I get asked a lot when telling people about my book and the work we’re doing in bringing Indigenous Principles to business as a force of culture change, “What do Indians have to teach us about business when they can barely function in the modern world?” It’s a fair question, one to which my publisher specifically asked for more elaboration on and not just to leave it as a truthful irony. The truth is that we draw some of our greatest learning from unexpected places.

Consider that if Indigenous People were naturally adept at adjusting to modern culture, and in particular to the world of business and commerce, we wouldn’t have much of a reason to look at their culture at all. We would just assume that modern culture is better and point to their easy adjustment as a sign that our way is better. We might look at their prior culture from an anthropological perspective and point out how interesting their lives were and then wax poetic about how great it is that we were able to save them from their primitive lives and deliver them to the much better modern world with all our modern conveniences, technology, and sophistication.

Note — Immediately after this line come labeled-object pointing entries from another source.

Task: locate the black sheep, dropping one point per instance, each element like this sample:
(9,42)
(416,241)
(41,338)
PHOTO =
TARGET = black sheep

I don’t mean to make generalizations, as there are a good many Indigenous People who walk quite effectively between the worlds of Indigenous and modern culture, but there is a large majority of traditional Indigenous People who can barely make it in the big cities. They find them too noisy, too fast, too complicated, and too disconnected from nature. They don’t instinctively take to such tools of modern society as technology, spreadsheets, legalese, and deal negotiation. My Navajo relations have a tradition of burying the umbilical cord of their newborn babies on the land of their ancestors as a way of connecting their children with the Earth at the time of their beginning. As the children grow they are taught of this connection and reminded that a piece of them will always live in “this land.” This is a cultural tradition that remains strong to this day and speaks to why it is so difficult for many Navajo people to leave their homes and move to the big cities.

There is something for us all to learn from the observation of how Indigenous People struggle so much in the modern world. Just as any parent will attest to moments of illumination from their five-year-old, or a teacher learning from a student, or a scientist stumbling on a great discovery by accident, or physical illness teaching us about health and respecting our body. The point is that we so often learn our greatest lessons from unexpected places, and that significant learning can come from discord, disharmony, and disconnection. Nice lessons tied up in a pretty box with a bow tend not to draw our attention as closely or as deeply as those that are thrust upon us through confusion and difficulty.

Indigenous People do have a very significant learning for those of us immersed in the business world, one that can deliver us to balance and harmony and shared abundance for all. The irony isn’t an irony, it’s the discord that draws our attention closer, that sparks our interest and desire to understand why this modern world is so difficult for traditional Indigenous People to comprehend and to adapt to. There in lies the lesson. Our modern world is upside down to the Indigenous mindset, which begs the question: Why?